Infortunadamente no puedo tranquilizarla; las políticas medioambientales no son populares y más que en cualquier otra área sus resultados se ven muy a largo plazo. Adicionalmente, los intereses económicos y políticos inmediatos son usualmente contrarios a lo que se debe hacer en términos ambientales. Por esto, no sorprende que el sector ambiental en Colombia haya sufrido uno de los mayores recortes presupuestales, que el país no esté firmando tratados internacionales ambientales como el Acuerdo de Escazú y que los muchos que se han firmado igual no se cumplan. Tampoco asombra que se esté considerando utilizar el fracking para la exploración petrolera o el glifosato para combatir los cultivos ilícitos, que no se eviten los procesos de deforestación a gran escala, que se base la economía en actividades extractivas sin alternativas productivas y que no se controle la minería ilegal.

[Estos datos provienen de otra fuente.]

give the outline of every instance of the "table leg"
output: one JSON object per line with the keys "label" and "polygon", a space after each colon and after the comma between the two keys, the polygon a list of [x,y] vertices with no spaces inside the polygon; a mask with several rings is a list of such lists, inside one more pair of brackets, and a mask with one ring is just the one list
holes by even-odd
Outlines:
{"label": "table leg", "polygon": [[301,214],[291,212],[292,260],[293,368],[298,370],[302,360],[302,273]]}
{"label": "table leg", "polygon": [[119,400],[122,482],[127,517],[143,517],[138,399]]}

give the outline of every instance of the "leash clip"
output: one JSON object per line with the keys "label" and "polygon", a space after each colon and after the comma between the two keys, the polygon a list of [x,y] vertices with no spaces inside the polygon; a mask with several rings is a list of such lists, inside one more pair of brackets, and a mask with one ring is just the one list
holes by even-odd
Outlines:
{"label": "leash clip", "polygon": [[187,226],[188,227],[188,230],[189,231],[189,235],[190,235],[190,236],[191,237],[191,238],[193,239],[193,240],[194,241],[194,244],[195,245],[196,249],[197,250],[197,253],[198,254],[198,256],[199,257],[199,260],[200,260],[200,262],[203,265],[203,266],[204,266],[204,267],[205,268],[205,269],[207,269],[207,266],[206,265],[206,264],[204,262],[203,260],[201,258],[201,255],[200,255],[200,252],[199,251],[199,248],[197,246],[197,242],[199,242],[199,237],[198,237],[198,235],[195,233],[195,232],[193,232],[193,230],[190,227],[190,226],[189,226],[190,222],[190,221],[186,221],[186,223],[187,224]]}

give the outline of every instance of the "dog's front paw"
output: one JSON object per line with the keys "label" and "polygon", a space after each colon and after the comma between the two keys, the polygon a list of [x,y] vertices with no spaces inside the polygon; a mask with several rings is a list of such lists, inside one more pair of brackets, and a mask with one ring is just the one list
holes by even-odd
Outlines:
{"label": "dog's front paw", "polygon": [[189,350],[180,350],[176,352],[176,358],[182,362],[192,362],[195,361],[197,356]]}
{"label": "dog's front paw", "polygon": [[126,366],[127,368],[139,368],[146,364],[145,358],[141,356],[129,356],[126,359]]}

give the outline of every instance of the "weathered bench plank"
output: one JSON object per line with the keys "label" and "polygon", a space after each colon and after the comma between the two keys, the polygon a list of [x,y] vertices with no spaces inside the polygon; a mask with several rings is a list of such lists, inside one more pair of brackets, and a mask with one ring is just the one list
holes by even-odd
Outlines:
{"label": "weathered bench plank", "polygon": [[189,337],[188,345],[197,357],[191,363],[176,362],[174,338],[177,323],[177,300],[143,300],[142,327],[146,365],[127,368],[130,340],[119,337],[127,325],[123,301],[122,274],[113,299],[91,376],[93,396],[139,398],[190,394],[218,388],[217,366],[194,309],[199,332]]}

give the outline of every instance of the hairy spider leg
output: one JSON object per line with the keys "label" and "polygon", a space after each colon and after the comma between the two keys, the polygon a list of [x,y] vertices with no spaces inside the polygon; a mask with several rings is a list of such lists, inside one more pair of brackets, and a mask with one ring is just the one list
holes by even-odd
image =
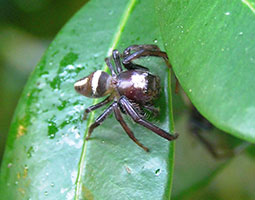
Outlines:
{"label": "hairy spider leg", "polygon": [[116,70],[118,73],[122,72],[123,69],[122,69],[122,66],[121,66],[121,61],[120,61],[120,53],[118,50],[113,50],[112,52],[112,58],[113,58],[113,61],[115,63],[115,66],[116,66]]}
{"label": "hairy spider leg", "polygon": [[112,99],[113,99],[113,97],[110,95],[103,101],[86,108],[84,111],[83,120],[87,119],[87,116],[91,111],[101,108],[102,106],[104,106],[104,105],[108,104],[110,101],[112,101]]}
{"label": "hairy spider leg", "polygon": [[149,149],[147,147],[145,147],[143,144],[141,144],[134,136],[134,133],[130,130],[130,128],[128,127],[128,125],[126,124],[126,122],[124,121],[123,117],[121,116],[121,112],[118,108],[118,104],[114,104],[113,105],[113,110],[114,110],[114,114],[115,114],[115,118],[117,119],[117,121],[120,123],[120,125],[122,126],[122,128],[125,130],[125,132],[127,133],[127,135],[130,137],[131,140],[133,140],[138,146],[140,146],[141,148],[143,148],[145,151],[149,152]]}
{"label": "hairy spider leg", "polygon": [[115,71],[113,69],[113,66],[111,64],[110,57],[105,58],[104,61],[105,61],[106,65],[108,66],[108,68],[110,69],[112,76],[115,78],[116,77],[116,73],[115,73]]}
{"label": "hairy spider leg", "polygon": [[166,52],[163,51],[152,51],[152,50],[148,50],[148,49],[141,49],[139,51],[136,51],[130,55],[128,55],[127,57],[125,57],[122,61],[123,65],[128,65],[130,64],[130,62],[134,59],[140,58],[140,57],[144,57],[144,56],[156,56],[156,57],[161,57],[164,59],[166,65],[171,68],[171,65],[168,62],[168,56],[166,54]]}
{"label": "hairy spider leg", "polygon": [[156,108],[155,106],[153,106],[153,105],[143,105],[143,107],[145,109],[151,111],[154,116],[158,116],[159,115],[159,109]]}
{"label": "hairy spider leg", "polygon": [[150,122],[143,119],[139,113],[135,110],[132,104],[128,101],[125,96],[122,96],[119,99],[121,106],[124,108],[126,113],[134,120],[134,122],[144,126],[145,128],[150,129],[154,133],[158,134],[159,136],[167,139],[167,140],[175,140],[178,137],[178,134],[169,134],[168,132],[164,131],[163,129],[151,124]]}
{"label": "hairy spider leg", "polygon": [[126,56],[130,55],[131,51],[139,51],[142,49],[148,49],[148,50],[152,50],[152,51],[160,51],[160,48],[154,44],[131,45],[123,51],[123,54],[126,57]]}
{"label": "hairy spider leg", "polygon": [[[115,103],[115,102],[114,102],[114,103]],[[86,137],[86,140],[88,140],[88,139],[90,138],[90,136],[91,136],[93,130],[94,130],[96,127],[100,126],[100,125],[103,123],[103,121],[112,113],[112,111],[113,111],[113,104],[114,104],[114,103],[112,103],[112,104],[96,119],[96,121],[95,121],[93,124],[90,125],[90,127],[89,127],[89,132],[88,132],[88,136]]]}
{"label": "hairy spider leg", "polygon": [[[131,51],[136,51],[130,54]],[[168,66],[168,68],[172,69],[171,64],[169,63],[168,56],[165,52],[161,51],[157,45],[132,45],[126,48],[123,52],[124,59],[122,61],[123,65],[126,69],[144,69],[145,67],[136,65],[132,63],[132,60],[144,57],[144,56],[156,56],[162,57]],[[148,68],[146,68],[148,70]],[[175,93],[179,92],[179,81],[175,76],[176,84],[175,84]]]}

Aunque es angustiante sentirla preocupada, es esperanzador que esa generación tenga una clara conciencia del problema. Las generaciones anteriores hemos sido indolentes frente al tema. Tal vez fruto de la Revolución industrial, heredamos la creencia de que la tecnología siempre va a estar en capacidad de solventar nuestras necesidades y minimizamos los riesgos o la importancia de nuestros ecosistemas. Entre tanto, los cucarrones de Bogotá no volvieron, los mayos (escarabajos color esmeralda que aparecían en ese mes) ya no están, nevados como El Cisne han dejado de existir y, según estimaciones del Ideam, al resto les quedan menos de 30 años. Para nosotros no fue importante su desaparición, pero para las nuevas generaciones sí lo será.

A ellos no les bastará que declaren un millón de hectáreas de parques si sólo hay presupuesto para cuatro funcionarios encargados de su cuidado. No creerán que el problema de nuestra infraestructura son las demoras de las licencias ambientales, mientras vivamos fracasos como el de Hidroituango o el del puente Chirajara. No les será suficiente declarar áreas protegidas si nuestras prácticas de consumo no adoptan un enfoque de responsabilidad ética medioambiental. No aceptarán que el balance entre el costo-beneficio de la toma de decisiones no considere también el costo a largo plazo. Gracias a la educación y a la conciencia ambiental a ellos no les bastará. Sin embargo, si esperamos a que sean ellos quienes den esas luchas, podría ser demasiado tarde para todos.